One of the questions that has challenged me as a CHI fellow is, “What qualifies as cultural heritage?” As a journalism and media scholar, I am often confronted with the tension-filled role journalism fills, a perhaps self-imposed role that is situated between the public and institutions, between individual lived experiences and collective storytelling, and between tradition and innovation. Many storytelling forms have been examined by anthropologists as cultural heritage, including mythologies, fictional works, art, and music. But what of the non-fictional kinds of storytelling, the stories that within their words memorialize a society’s significant events, ideas, and progression as they happen? Can news be considered as cultural heritage?

To answer this question, we must first look at how cultural heritage is defined. In the CHI program, we follow the definition of world heritage as set down by UNESCO:

Material culture (artifacts and objects, monuments, structures, landscapes, etc) and intangible cultural attributes (oral traditions, language, ritual, social practices, traditional knowledge performing arts, cuisine, etc) of a group, community, or society that are transmitted intergenerationally, used and maintained in the present, and preserved for future generations.

This definition includes cultural heritage and natural heritage, all of the creations and spaces that provide a collective of people the ability to sustain life and create knowledge, and then pass those things through the generations. As technology has progressed society, these spaces of heritage have moved to also include not just the physical world, but also the digital. Journalism, too, is physical and metaphysical. It makes the current events of a society documented on paper (or screen) in black and white (or color), and it also provides an intangible, discursive space for collective meaning-making.

This view of journalism has been called the cultural or ritual view of communication. This view posits that mass media, especially journalism and news, has served as the “mediated center” of the collective memory, and as our world has become more globalized and digitized, the role of media in this collective memory process has only become more integral to the fabric of society. It’s also important to acknowledge that there is no singular center at the heart of collective memory, but rather, it is comprised of multiple, interconnected mediated nexuses of subcultures, each jockeying for interpretive authority. Through this view, the news is not information that is transmitted from source to receiver, but it is an “eventsphere” that brings past collective memory, present events, and future projections into conversation with each other. Through the tangibility of media, these conversations are made manifest, preserved, and bestowed upon future generations as archives of what happened here.

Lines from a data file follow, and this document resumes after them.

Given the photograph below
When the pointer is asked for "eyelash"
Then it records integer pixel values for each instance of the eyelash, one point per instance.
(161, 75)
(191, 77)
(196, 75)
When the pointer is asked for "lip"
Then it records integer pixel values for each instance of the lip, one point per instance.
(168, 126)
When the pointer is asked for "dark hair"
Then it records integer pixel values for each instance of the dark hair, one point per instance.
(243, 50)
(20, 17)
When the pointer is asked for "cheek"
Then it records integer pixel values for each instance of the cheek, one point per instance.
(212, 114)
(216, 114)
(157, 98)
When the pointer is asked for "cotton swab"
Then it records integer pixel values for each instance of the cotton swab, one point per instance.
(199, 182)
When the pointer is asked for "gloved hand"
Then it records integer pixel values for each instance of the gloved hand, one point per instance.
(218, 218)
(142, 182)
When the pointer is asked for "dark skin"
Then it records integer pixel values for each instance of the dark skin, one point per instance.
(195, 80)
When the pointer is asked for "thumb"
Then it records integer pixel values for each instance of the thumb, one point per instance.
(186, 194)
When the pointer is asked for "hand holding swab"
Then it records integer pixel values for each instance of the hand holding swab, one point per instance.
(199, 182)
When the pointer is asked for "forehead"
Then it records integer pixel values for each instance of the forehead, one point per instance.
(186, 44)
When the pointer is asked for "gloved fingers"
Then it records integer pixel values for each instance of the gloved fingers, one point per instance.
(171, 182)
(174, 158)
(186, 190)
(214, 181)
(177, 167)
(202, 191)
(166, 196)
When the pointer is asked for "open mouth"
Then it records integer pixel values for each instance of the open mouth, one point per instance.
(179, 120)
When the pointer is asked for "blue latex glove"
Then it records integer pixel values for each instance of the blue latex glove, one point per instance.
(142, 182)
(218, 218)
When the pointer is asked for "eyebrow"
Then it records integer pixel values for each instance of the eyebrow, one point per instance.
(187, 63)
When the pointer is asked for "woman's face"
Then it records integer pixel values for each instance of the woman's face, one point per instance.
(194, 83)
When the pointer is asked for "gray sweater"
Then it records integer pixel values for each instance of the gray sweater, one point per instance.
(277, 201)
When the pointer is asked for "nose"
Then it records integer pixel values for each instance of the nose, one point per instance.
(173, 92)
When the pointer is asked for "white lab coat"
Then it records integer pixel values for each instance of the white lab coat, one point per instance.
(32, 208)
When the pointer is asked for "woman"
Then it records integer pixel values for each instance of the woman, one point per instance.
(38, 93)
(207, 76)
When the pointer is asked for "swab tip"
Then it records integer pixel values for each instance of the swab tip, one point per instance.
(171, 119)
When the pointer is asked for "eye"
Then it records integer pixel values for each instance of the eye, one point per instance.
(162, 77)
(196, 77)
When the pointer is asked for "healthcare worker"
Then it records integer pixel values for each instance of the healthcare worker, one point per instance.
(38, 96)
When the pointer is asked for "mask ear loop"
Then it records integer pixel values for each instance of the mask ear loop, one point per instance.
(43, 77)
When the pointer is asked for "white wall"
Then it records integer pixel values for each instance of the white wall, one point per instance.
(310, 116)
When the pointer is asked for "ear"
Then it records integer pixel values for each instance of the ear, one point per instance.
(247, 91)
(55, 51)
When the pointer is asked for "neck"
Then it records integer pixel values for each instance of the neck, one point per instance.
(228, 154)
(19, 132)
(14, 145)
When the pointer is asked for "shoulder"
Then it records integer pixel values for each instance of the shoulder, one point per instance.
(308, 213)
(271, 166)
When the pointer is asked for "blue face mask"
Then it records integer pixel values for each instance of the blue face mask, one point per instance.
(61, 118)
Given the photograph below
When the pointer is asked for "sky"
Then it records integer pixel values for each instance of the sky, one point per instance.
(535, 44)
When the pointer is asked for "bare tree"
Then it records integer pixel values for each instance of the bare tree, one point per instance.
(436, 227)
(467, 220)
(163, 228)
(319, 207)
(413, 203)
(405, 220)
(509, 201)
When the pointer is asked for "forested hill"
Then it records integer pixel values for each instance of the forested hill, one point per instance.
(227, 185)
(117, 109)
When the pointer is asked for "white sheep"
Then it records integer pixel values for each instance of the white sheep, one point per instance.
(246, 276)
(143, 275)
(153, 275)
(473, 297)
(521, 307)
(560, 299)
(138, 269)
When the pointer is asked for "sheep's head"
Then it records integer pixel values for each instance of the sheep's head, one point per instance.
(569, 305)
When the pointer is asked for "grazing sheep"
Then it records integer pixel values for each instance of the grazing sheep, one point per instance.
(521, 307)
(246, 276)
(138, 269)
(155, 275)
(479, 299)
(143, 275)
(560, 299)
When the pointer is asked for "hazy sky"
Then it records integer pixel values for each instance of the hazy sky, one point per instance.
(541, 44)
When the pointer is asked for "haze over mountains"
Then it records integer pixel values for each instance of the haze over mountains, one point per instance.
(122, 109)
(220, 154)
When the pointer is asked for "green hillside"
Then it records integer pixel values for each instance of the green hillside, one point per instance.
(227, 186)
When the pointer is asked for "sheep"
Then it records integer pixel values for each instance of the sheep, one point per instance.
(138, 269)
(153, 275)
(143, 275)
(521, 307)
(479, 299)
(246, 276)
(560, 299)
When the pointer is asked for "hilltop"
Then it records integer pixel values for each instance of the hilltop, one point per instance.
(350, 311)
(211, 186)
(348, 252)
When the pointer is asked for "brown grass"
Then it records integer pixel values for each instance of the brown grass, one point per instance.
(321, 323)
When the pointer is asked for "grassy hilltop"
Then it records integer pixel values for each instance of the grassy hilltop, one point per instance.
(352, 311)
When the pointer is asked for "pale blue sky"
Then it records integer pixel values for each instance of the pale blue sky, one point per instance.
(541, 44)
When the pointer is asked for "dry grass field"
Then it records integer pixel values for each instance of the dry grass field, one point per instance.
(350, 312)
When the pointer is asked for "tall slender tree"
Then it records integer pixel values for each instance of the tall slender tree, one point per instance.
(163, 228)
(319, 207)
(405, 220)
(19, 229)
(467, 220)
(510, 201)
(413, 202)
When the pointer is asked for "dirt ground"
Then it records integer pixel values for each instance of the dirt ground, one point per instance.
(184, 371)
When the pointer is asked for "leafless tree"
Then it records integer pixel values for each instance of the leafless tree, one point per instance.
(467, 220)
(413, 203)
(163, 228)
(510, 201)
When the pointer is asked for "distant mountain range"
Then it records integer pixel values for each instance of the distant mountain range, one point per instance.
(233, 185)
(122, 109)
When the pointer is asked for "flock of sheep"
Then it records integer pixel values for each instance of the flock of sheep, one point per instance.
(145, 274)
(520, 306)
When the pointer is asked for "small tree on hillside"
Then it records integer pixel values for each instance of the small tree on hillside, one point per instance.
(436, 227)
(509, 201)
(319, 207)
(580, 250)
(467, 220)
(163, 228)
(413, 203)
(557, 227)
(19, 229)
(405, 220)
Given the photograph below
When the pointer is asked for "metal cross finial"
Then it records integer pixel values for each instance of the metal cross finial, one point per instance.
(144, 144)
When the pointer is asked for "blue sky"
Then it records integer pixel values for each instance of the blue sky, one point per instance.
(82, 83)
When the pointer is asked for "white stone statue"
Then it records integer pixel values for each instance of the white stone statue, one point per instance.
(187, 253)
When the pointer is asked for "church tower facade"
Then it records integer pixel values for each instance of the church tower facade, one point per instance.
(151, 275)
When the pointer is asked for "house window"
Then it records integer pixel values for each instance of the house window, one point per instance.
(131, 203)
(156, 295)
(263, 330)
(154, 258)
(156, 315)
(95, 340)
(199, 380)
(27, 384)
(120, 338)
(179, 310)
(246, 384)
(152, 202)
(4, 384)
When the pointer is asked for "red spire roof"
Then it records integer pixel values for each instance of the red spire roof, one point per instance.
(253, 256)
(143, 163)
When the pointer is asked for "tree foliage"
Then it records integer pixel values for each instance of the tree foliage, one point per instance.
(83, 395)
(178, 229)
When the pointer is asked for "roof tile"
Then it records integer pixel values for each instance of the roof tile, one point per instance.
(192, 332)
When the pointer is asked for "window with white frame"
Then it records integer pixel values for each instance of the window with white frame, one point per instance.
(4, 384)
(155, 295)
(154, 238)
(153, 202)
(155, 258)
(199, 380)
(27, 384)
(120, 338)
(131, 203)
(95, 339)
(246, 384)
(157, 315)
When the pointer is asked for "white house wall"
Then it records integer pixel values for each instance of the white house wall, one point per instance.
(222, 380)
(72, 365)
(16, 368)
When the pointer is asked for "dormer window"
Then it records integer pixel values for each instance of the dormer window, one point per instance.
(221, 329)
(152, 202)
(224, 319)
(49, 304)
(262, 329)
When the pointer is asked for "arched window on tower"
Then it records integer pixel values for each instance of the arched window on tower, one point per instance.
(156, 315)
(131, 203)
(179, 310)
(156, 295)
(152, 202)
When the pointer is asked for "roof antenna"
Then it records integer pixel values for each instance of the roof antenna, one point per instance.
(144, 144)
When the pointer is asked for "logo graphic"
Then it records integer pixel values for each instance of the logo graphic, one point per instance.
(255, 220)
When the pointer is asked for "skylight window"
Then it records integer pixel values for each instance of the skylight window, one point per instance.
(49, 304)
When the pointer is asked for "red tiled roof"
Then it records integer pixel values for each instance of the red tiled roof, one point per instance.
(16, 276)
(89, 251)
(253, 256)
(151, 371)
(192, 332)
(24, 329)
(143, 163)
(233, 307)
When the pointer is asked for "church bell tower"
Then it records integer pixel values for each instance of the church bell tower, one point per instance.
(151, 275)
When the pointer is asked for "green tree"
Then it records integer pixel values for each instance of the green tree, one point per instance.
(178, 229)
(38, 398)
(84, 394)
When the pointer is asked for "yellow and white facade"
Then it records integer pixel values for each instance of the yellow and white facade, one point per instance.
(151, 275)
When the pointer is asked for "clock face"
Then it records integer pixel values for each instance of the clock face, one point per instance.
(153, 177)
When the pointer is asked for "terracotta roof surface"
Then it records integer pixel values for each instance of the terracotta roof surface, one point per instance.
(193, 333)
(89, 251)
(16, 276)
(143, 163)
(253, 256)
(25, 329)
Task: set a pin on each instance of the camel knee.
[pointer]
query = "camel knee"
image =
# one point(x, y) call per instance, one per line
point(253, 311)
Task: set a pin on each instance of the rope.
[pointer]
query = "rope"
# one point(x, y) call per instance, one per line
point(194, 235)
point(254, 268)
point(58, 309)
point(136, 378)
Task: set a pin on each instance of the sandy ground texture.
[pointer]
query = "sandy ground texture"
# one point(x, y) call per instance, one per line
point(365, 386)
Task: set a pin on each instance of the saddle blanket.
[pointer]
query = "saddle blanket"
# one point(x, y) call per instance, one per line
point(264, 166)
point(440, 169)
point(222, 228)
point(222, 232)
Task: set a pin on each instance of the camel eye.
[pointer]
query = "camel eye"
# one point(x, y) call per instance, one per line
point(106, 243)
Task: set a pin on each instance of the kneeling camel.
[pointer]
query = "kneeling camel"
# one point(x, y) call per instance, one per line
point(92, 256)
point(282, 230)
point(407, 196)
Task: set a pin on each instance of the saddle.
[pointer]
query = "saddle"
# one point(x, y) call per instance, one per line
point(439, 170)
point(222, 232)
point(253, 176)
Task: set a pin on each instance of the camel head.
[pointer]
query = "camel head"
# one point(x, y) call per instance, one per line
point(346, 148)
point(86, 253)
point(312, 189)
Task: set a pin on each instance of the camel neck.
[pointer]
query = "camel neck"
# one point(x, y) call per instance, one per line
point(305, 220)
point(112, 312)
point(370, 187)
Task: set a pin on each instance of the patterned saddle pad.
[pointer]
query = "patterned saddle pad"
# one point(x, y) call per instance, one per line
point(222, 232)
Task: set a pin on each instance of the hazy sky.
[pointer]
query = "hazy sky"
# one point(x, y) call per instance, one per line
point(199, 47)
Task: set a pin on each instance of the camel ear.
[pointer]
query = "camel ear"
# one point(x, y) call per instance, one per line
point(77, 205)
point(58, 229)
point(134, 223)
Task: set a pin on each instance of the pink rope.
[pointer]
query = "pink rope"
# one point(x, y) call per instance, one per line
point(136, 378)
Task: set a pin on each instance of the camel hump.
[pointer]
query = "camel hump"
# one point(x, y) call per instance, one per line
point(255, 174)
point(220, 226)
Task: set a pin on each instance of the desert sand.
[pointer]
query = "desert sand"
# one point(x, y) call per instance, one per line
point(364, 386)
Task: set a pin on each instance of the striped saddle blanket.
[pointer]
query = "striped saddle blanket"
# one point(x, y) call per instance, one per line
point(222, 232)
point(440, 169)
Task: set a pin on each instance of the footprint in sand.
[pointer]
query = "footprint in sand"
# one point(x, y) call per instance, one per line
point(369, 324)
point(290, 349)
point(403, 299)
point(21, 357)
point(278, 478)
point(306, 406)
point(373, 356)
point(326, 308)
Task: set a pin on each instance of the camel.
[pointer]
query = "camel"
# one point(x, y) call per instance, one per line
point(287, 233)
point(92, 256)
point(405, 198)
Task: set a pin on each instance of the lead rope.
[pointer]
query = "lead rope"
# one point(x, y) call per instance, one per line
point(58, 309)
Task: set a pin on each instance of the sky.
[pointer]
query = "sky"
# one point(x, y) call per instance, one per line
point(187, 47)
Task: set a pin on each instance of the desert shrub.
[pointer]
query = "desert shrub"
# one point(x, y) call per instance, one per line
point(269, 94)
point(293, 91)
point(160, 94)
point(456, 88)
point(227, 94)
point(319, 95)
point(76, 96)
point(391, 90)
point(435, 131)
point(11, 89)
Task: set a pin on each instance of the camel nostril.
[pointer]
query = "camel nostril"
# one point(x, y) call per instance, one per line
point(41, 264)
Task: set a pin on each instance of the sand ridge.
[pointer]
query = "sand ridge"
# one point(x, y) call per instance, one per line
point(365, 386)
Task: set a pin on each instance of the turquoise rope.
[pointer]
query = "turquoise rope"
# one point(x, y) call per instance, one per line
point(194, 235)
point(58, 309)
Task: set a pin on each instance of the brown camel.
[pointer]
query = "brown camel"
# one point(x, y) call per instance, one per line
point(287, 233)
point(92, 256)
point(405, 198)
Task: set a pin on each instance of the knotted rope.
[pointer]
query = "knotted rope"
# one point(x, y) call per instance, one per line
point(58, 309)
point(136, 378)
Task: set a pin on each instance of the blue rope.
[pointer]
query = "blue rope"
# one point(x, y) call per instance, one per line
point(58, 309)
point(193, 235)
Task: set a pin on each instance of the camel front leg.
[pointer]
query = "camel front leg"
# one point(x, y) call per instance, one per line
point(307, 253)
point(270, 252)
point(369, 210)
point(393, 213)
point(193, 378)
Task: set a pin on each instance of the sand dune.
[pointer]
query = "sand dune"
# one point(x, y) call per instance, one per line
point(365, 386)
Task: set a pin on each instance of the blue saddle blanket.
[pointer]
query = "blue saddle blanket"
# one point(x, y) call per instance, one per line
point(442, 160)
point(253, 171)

Several journalism researchers, often from the field of sociology, have moved this cultural analysis of media forward. These researchers include James Carey, Michael Schudson, Barbie Zelizer, Tim P. Vos, Thomas Schmidt, Matt Carlson, and Thomas Hanitzsch, among many others. What these researchers are pushing for is an examination of journalism outside of its professional role in order to ask: What are the effects of the cultural project of journalism and its utility in a modern society and how can it be better?

This is the question I pursue as a public scholar and interdisciplinary media researcher. It’s a question I hope to pursue not just in my CHI project, but also in my dissertation and future research and teaching as a professor. What is the purpose of journalism in a society constantly experiencing crisis and how can it be better to facilitate healing and community building? I think the answer lies in the way we conduct journalism. How do journalists connect with community members in their newsgathering? How do news narratives both direct and memorialize collective memory? And how can these things be used to create moments of collective storytelling to heal both the journalists telling the stories and the individuals living the stories?

By viewing news through this cultural lens, where news is a part of our collective memory and heritage of our future societies, perhaps we can start answering these questions and moving toward mutually beneficial ends.